Попранная Мидж еще два года с похвальным усердием влачит видимость существования жены и матери, а там, оставив Патрика, глазные капли, любовь и долг, отдает душу богу.
Грейс, естественно, считает, что во всем этом повинен Стэноп.
Больницу святого Стефана на Фулем-роуд, куда положили Элен, давным-давно пора сносить. Так по крайней мере говорит Хлое таксист, ползя с нею на Фулем-роуд от вокзала на Ливерпуль-стрит, мимо больницы святого Георгия, по забитому транспортом Лондону в самый разгар часа пик.
— Ну и заведение! Тараканы кишмя кишат. У меня там угробили родного дядю. Свалился на улице, они ему — чик! — и оттяпали почку. Очнулся он, сестра и спрашивает, как, дескать, чувствуете себя. «Хорошо, — говорит. — Когда первую вырезали, было гораздо хуже».
Хлоя молчит.
— Это я вам не в обиду, — говорит таксист. — Пошутил, чтобы вы не скучали. Из близких кого едете проведать?
— Да нет, — говорит Хлоя. — Не сказать, чтоб из близких.
Элен, Марджорина мать. Это она из вредности толкнула Патрика в объятья Мидж и тем самым, хотя и косвенно, толкнула Мидж на самоубийство. Несчастную Мидж без сознания забрали из дому туда же, к святому Стефану, да не довезли — умерла по дороге в карете «скорой помощи».

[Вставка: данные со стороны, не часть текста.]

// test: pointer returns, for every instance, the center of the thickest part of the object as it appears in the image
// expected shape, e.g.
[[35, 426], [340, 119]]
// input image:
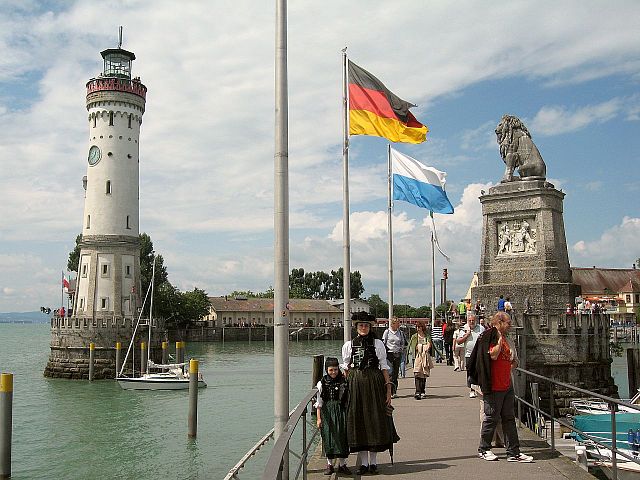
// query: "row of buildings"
[[617, 289]]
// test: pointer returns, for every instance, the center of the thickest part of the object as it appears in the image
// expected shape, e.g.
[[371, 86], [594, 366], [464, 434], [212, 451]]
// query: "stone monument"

Произошло это в день рождения Стэнопа и Кестрел, правда, оба еще были в том возрасте, когда герою дня куда интереснее яркая обертка, чем сам подарок, поскольку оба успели прожить на свете всего-навсего два годика.

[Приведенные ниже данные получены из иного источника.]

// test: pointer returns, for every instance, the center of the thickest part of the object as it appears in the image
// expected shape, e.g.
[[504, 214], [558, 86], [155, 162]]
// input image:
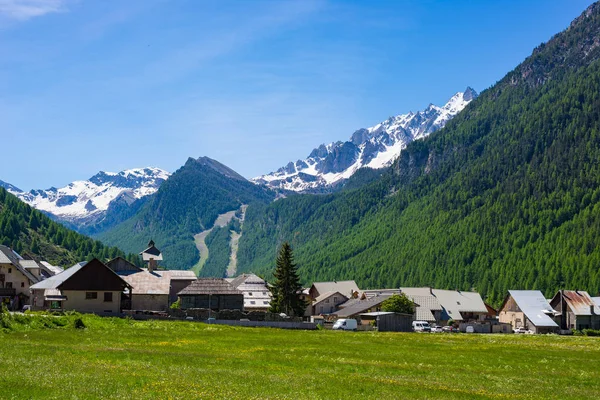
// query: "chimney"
[[151, 265]]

Элен, Марджорина мать. В неуловимой поре меж расцветом и увяданием, временно — мыслимое ли дело?! — без любовника, возвращается из Австралии и выгоняет Патрика из Фрогнал-хауса. Что ее побудило к этому? Сознание, что без спроса распорядились ее имуществом, и притом не лучшим образом, или же возмущение, что опозорена ее плоть и кровь? Ибо всю огромную гостиную целиком загромождали портреты обнаженной Марджори, а обнаженная Марджори являла собою, на взгляд Элен, нечто столь нескладное, угловатое, мелкокучерявое и грушевидное, что никоим образом не делала чести своей матери. Или, может быть, попросту со зла, что Марджори, оставленная за сторожа, пренебрегла своими обязанностями и, заручась материальной поддержкой из источников, нимало не зависящих от Элен, преспокойно смоталась в Оксфорд добывать себе очередной диплом, а дом бросила на темную личность, которая не считает нужным стричь волосы или стирать рубашку, ест не вилкой, а руками и вытирает жирные пальцы о свалявшуюся растительность на подбородке, достающую до груди, тоже поросшей курчавым рыжеватым жестким волосом, — может быть, попросту со зла выставила Элен Патрика за дверь Фрогнал-хауса, картины уничтожила, а на дверь повесила замок?